Cash lives at Upton Cressett Hall, Bridgnorth, Shropshire, which he renovated in 2008–2010, hiring the artist Adam Dant to paint a series of six neo-Elizabethan murals which were described as 'daring and original' by John Goodall, architectural editor of Country Life. His family members include the Second World War hero Captain Paul Cash MC and the 19th-century Liberal politician John Bright. He is a distant cousin of the American country singer Johnny Cash, whose family sailed from England and settled in Salem, Massachusetts, in 1667. Cash has been a member of the fund-raising committee of the Churches Conservation Trust and has raised money for heritage organisations, including English Heritage's Blue Plaque scheme.

== Publications, film and plays ==
- The Third Woman: The Secret Passion that Inspired the End of the Affair. a biography of the novelist Graham Greene
- Educating William: Memoirs of a Hollywood Correspondent (1993)

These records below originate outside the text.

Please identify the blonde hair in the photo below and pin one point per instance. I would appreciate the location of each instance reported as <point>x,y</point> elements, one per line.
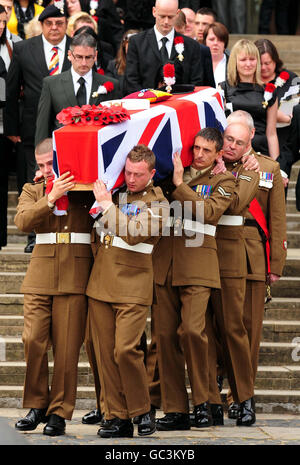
<point>250,49</point>
<point>78,17</point>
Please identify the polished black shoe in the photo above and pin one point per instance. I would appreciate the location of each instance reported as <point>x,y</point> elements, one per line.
<point>34,417</point>
<point>233,410</point>
<point>217,414</point>
<point>202,414</point>
<point>30,246</point>
<point>192,419</point>
<point>92,418</point>
<point>56,426</point>
<point>246,415</point>
<point>220,380</point>
<point>136,420</point>
<point>173,422</point>
<point>147,424</point>
<point>116,428</point>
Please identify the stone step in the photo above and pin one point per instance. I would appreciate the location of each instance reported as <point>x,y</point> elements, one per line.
<point>280,330</point>
<point>267,401</point>
<point>280,353</point>
<point>13,373</point>
<point>271,353</point>
<point>281,308</point>
<point>269,377</point>
<point>286,287</point>
<point>11,304</point>
<point>11,325</point>
<point>10,282</point>
<point>14,260</point>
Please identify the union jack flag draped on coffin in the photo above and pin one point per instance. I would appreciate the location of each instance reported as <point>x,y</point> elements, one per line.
<point>95,152</point>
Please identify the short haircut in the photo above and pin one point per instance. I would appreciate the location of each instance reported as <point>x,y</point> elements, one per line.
<point>242,117</point>
<point>83,40</point>
<point>180,19</point>
<point>3,36</point>
<point>80,16</point>
<point>250,49</point>
<point>211,134</point>
<point>141,152</point>
<point>220,31</point>
<point>207,11</point>
<point>266,46</point>
<point>45,146</point>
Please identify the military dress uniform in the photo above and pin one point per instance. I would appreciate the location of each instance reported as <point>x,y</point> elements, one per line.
<point>55,305</point>
<point>120,291</point>
<point>270,196</point>
<point>227,303</point>
<point>183,279</point>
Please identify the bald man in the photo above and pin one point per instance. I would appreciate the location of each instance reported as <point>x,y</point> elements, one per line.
<point>149,50</point>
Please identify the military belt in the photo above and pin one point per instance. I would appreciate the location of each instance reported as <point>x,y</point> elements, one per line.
<point>191,225</point>
<point>63,238</point>
<point>231,220</point>
<point>115,241</point>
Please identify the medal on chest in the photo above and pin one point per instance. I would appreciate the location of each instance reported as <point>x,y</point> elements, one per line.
<point>266,179</point>
<point>203,190</point>
<point>130,209</point>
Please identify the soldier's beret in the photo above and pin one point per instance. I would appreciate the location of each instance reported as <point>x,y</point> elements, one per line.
<point>55,10</point>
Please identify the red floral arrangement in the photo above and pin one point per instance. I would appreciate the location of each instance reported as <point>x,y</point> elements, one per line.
<point>269,90</point>
<point>92,115</point>
<point>282,78</point>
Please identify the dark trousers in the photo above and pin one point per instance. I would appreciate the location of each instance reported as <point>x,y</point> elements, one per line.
<point>4,163</point>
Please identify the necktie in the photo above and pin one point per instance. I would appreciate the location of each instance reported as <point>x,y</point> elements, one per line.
<point>163,51</point>
<point>54,62</point>
<point>81,94</point>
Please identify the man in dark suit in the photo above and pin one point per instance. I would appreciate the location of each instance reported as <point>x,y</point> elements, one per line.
<point>151,49</point>
<point>77,86</point>
<point>30,63</point>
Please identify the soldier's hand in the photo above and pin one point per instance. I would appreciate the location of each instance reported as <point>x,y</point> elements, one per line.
<point>178,170</point>
<point>102,195</point>
<point>60,186</point>
<point>250,163</point>
<point>272,278</point>
<point>219,167</point>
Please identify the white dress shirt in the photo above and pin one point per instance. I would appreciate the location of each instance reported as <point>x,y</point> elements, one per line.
<point>49,52</point>
<point>170,38</point>
<point>220,71</point>
<point>88,77</point>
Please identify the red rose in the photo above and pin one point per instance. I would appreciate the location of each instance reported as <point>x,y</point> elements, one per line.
<point>169,70</point>
<point>270,87</point>
<point>109,86</point>
<point>178,40</point>
<point>284,75</point>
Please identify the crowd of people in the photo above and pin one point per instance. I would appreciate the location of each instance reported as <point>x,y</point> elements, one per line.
<point>94,281</point>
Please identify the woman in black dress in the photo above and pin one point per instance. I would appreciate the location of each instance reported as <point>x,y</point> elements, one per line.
<point>244,90</point>
<point>287,89</point>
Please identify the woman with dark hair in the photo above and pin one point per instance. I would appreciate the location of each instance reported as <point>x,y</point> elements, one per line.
<point>216,37</point>
<point>5,53</point>
<point>287,86</point>
<point>116,67</point>
<point>244,90</point>
<point>23,11</point>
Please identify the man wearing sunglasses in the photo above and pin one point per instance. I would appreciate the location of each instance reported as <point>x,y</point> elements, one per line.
<point>77,86</point>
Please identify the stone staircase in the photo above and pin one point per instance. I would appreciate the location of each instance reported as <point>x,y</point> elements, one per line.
<point>278,381</point>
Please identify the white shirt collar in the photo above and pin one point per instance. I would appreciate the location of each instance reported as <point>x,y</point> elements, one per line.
<point>88,76</point>
<point>49,46</point>
<point>159,36</point>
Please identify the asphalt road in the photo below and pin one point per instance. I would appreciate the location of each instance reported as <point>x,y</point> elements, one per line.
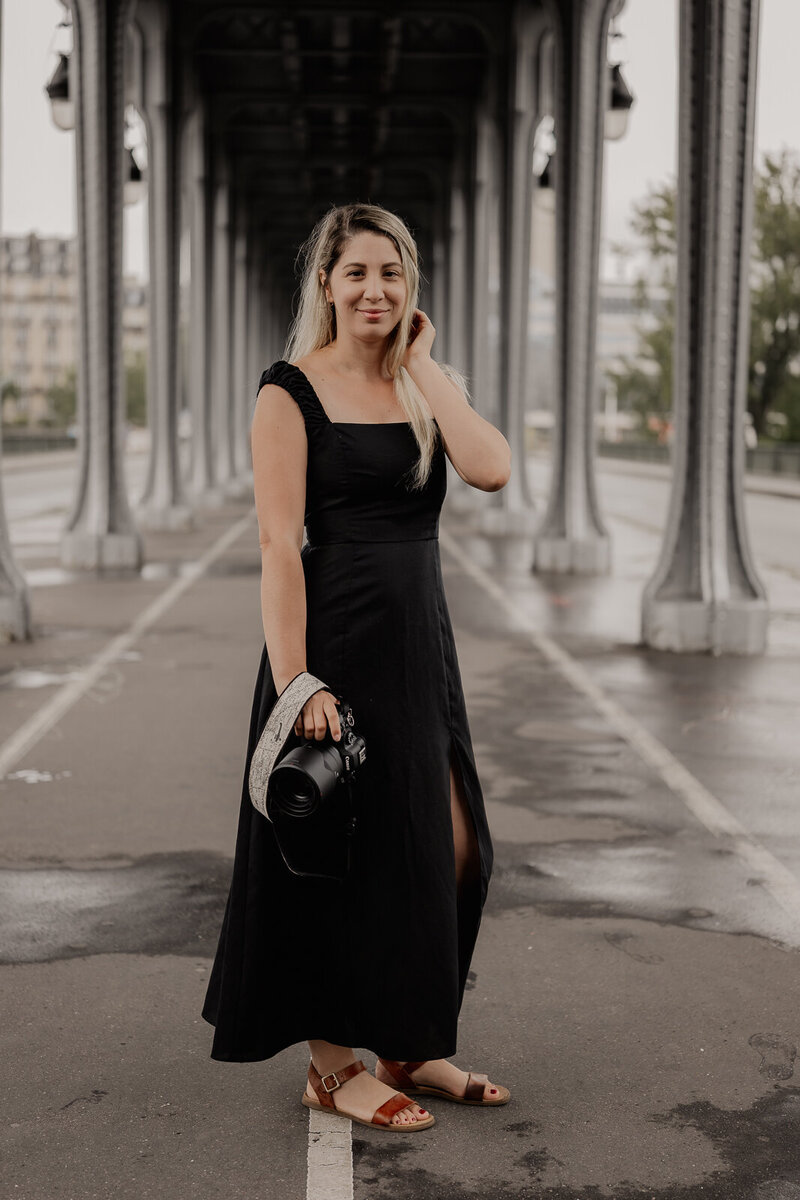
<point>637,975</point>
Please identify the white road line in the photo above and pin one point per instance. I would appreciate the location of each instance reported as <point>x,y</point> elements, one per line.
<point>330,1157</point>
<point>782,885</point>
<point>52,712</point>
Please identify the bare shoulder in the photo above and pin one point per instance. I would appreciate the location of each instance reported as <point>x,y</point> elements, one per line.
<point>276,408</point>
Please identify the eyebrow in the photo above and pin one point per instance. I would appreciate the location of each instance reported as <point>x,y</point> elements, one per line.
<point>364,264</point>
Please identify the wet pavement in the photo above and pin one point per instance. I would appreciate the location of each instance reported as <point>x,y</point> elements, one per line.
<point>636,981</point>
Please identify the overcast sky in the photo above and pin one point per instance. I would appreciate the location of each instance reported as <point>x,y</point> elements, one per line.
<point>37,160</point>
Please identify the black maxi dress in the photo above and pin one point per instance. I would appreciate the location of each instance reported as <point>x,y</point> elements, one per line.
<point>379,960</point>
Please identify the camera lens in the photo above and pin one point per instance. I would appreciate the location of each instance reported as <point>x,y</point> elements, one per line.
<point>296,793</point>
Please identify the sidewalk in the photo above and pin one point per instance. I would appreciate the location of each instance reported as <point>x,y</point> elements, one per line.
<point>636,977</point>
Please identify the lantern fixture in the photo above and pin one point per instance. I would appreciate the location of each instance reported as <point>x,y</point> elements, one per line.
<point>617,114</point>
<point>134,186</point>
<point>58,90</point>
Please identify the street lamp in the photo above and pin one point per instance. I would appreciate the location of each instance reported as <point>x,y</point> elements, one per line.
<point>134,186</point>
<point>58,90</point>
<point>619,107</point>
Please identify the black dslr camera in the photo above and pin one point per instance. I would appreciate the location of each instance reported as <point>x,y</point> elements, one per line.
<point>310,801</point>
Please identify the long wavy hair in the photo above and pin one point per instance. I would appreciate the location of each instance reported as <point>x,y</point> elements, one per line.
<point>314,324</point>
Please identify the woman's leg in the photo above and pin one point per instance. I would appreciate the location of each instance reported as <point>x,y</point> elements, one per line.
<point>439,1072</point>
<point>362,1093</point>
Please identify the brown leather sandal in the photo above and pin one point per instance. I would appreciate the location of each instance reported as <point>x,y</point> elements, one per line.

- The Green Room, a biography of the English linguistic philosopher Sir A. J. Ayer
- Restoration Heart: A Memoir, Constable (2019); ISBN 978-1472132185

== Awards ==
- 2007: Winner, Editor of the Year, PPA Independent Publisher Awards
- 2008: Winner, Editor of the Year, PPA Independent Publisher Awards
- 2011: Hudson's Heritage Awards, Upton Cressett Hall, 'Best Hidden Gem' as tourist destination.